Overall, the integration of AI and big data has revolutionised the industrial landscape, enabling manufacturers to optimise their operations, reduce costs, and deliver high-quality products to the market. Therefore, it is no surprise that AI and big data are being increasingly adopted by various industries to stay competitive in an increasingly data-driven world.

 

Impacts on Hong Kong industry - artificial intelligence and robotics in new industrialisation


In Hong Kong, the adoption of industrial AI and industrial big data technologies is on the rise, particularly in the manufacturing sector. The HKSAR Government has recognised the importance of these technologies and supports companies looking to adopt them. The development and adoption of Industrial AI and industrial big data technologies offer significant opportunities for Hong Kong’s industry to stay competitive in an increasingly data-driven world. By harnessing the power of these technologies, Hong Kong's industry can optimise its operations, reduce costs, and deliver high-quality products to the market while remaining competitive globally.

 

The idea of new industrialisation was first highlighted in the Hong Kong Innovation and Technology (I&T) Development Blueprint, which refers specifically to the type of industrialisation which is driven by informatisation and capable of achieving developments in leaps and bounds and strengthening sustainable development. With new industrialisation driving the transformation of manufacturing processes, the physical world of production is evolving towards a higher level of automation. This is achieved through the merging of the physical world with the digital world of information technology including industrial AI and robotics, Internet of Things (IoT), big data, virtual reality (VR) and augmented reality (AR), resulting in the creation of cyber-physical systems. This convergence is expected to significantly impact a vast range of industries, and the potential for growth is exponential.

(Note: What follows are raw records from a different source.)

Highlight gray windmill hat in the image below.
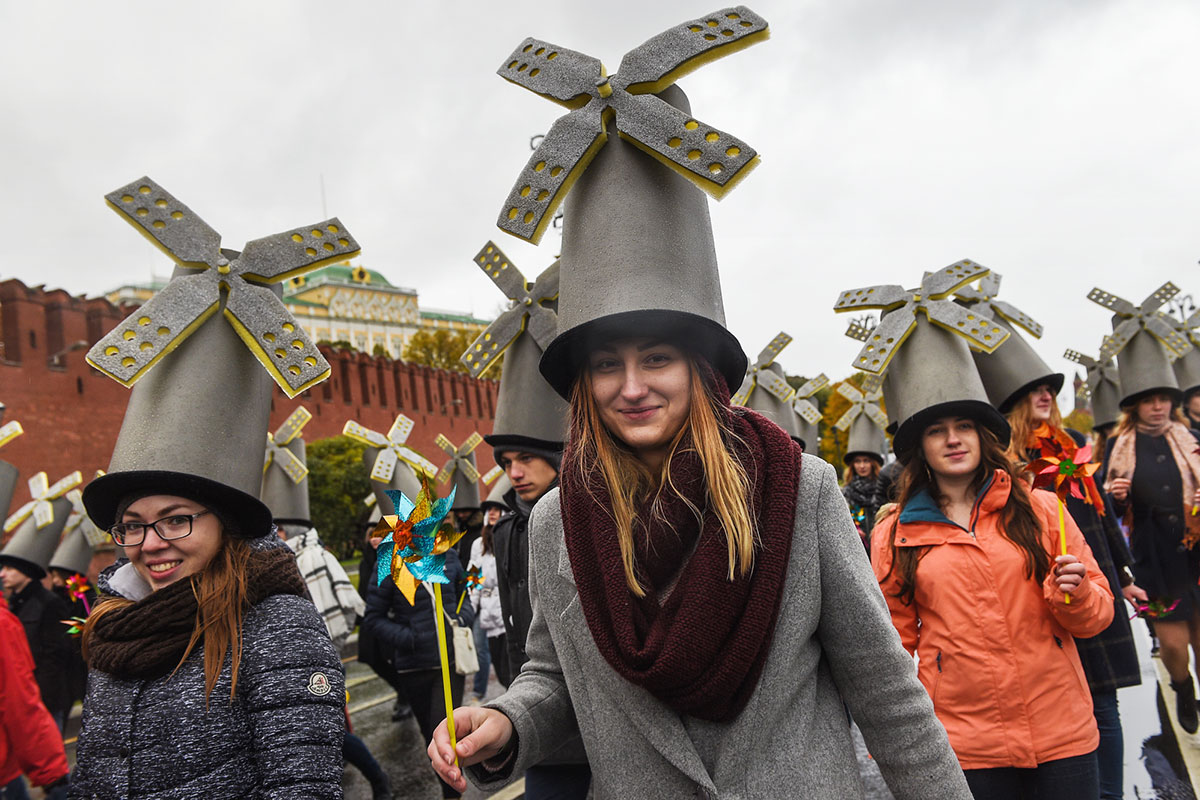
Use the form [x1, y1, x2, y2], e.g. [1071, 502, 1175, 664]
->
[1087, 282, 1192, 408]
[971, 315, 1066, 414]
[1063, 350, 1122, 431]
[883, 315, 1012, 462]
[0, 497, 71, 581]
[540, 86, 746, 397]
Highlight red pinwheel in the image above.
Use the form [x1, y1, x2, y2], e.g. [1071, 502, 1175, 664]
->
[1025, 422, 1104, 515]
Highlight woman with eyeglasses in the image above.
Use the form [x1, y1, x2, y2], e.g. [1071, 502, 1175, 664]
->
[71, 471, 344, 799]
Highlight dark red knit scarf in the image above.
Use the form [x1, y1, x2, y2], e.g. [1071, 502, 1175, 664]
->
[560, 365, 802, 722]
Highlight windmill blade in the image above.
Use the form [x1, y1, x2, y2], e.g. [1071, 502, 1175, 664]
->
[796, 372, 829, 398]
[792, 399, 821, 425]
[275, 447, 309, 483]
[853, 305, 917, 374]
[371, 447, 398, 485]
[458, 458, 479, 483]
[610, 92, 758, 200]
[496, 106, 607, 245]
[342, 420, 389, 447]
[272, 405, 312, 446]
[0, 420, 25, 447]
[224, 282, 331, 398]
[1087, 289, 1138, 317]
[104, 178, 221, 269]
[86, 271, 221, 386]
[991, 300, 1044, 339]
[1062, 349, 1099, 369]
[863, 403, 888, 431]
[475, 241, 535, 301]
[1144, 314, 1192, 356]
[617, 6, 769, 95]
[1100, 319, 1141, 361]
[758, 369, 796, 403]
[1141, 281, 1180, 314]
[496, 37, 605, 109]
[920, 259, 990, 300]
[833, 283, 912, 311]
[925, 300, 1008, 353]
[238, 217, 361, 283]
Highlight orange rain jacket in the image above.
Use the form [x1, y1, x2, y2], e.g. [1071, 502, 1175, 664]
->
[871, 470, 1112, 770]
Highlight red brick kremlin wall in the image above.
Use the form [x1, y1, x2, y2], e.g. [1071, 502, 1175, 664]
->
[0, 278, 499, 513]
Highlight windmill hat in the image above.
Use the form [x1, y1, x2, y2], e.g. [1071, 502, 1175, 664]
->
[956, 272, 1066, 414]
[462, 242, 566, 452]
[83, 178, 359, 536]
[263, 405, 312, 528]
[0, 403, 24, 517]
[1063, 350, 1122, 431]
[0, 495, 71, 581]
[1087, 282, 1192, 408]
[480, 475, 512, 511]
[834, 260, 1010, 461]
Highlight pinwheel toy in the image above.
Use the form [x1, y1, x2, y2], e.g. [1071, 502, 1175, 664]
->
[376, 474, 462, 763]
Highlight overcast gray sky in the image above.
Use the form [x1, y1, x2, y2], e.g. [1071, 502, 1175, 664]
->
[0, 0, 1200, 399]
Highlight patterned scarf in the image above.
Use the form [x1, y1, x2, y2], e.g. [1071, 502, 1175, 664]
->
[1104, 422, 1200, 547]
[560, 365, 802, 722]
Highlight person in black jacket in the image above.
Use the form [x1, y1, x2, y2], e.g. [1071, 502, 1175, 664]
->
[362, 548, 475, 798]
[0, 558, 73, 732]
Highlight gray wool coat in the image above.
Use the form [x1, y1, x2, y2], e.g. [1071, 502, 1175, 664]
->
[467, 456, 971, 800]
[70, 565, 346, 800]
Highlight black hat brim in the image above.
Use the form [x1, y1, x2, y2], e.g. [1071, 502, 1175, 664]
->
[83, 469, 271, 539]
[538, 308, 748, 399]
[892, 399, 1013, 462]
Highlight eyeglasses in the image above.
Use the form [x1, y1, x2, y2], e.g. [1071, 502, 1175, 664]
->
[108, 510, 209, 547]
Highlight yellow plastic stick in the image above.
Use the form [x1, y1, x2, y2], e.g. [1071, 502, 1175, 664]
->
[433, 583, 458, 766]
[1058, 499, 1070, 606]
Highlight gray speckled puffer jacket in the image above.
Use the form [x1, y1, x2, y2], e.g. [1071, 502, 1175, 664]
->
[70, 566, 346, 800]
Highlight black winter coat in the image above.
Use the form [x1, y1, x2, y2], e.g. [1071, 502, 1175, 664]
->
[8, 581, 74, 712]
[70, 566, 346, 800]
[362, 549, 475, 672]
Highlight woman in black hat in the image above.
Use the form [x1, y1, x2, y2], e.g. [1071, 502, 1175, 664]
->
[71, 470, 344, 799]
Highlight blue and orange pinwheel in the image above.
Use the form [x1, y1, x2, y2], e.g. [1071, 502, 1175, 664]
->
[1025, 422, 1104, 515]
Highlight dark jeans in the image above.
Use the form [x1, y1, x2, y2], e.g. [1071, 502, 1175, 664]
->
[962, 752, 1100, 800]
[1092, 688, 1124, 800]
[396, 668, 467, 798]
[524, 764, 592, 800]
[342, 730, 384, 789]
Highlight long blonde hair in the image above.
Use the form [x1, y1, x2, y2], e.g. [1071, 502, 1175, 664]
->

To achieve new industrialisation in Hong Kong and enable it to capitalise on this opportunity, the Hong Kong Productivity Council (HKPC) established the Hong Kong Industrial Artificial Intelligence and Robotics Centre, also known as FLAIR. The centre focuses on research and development in the field of industrial AI and robotics and works closely with industrial partners to optimise their business performance.

 

FLAIR focuses on research and development in the field of industrial AI and robotics and works closely with industrial partners to optimise their business performance.

 

FLAIR aims to serve as a platform for collaboration between industry and academia, bringing together experts from various fields to share knowledge and insights. Through such collaboration, FLAIR seeks to advance the development of intelligent manufacturing and smart city technologies in Hong Kong, thereby contributing to the city’s overall economic growth and competitiveness.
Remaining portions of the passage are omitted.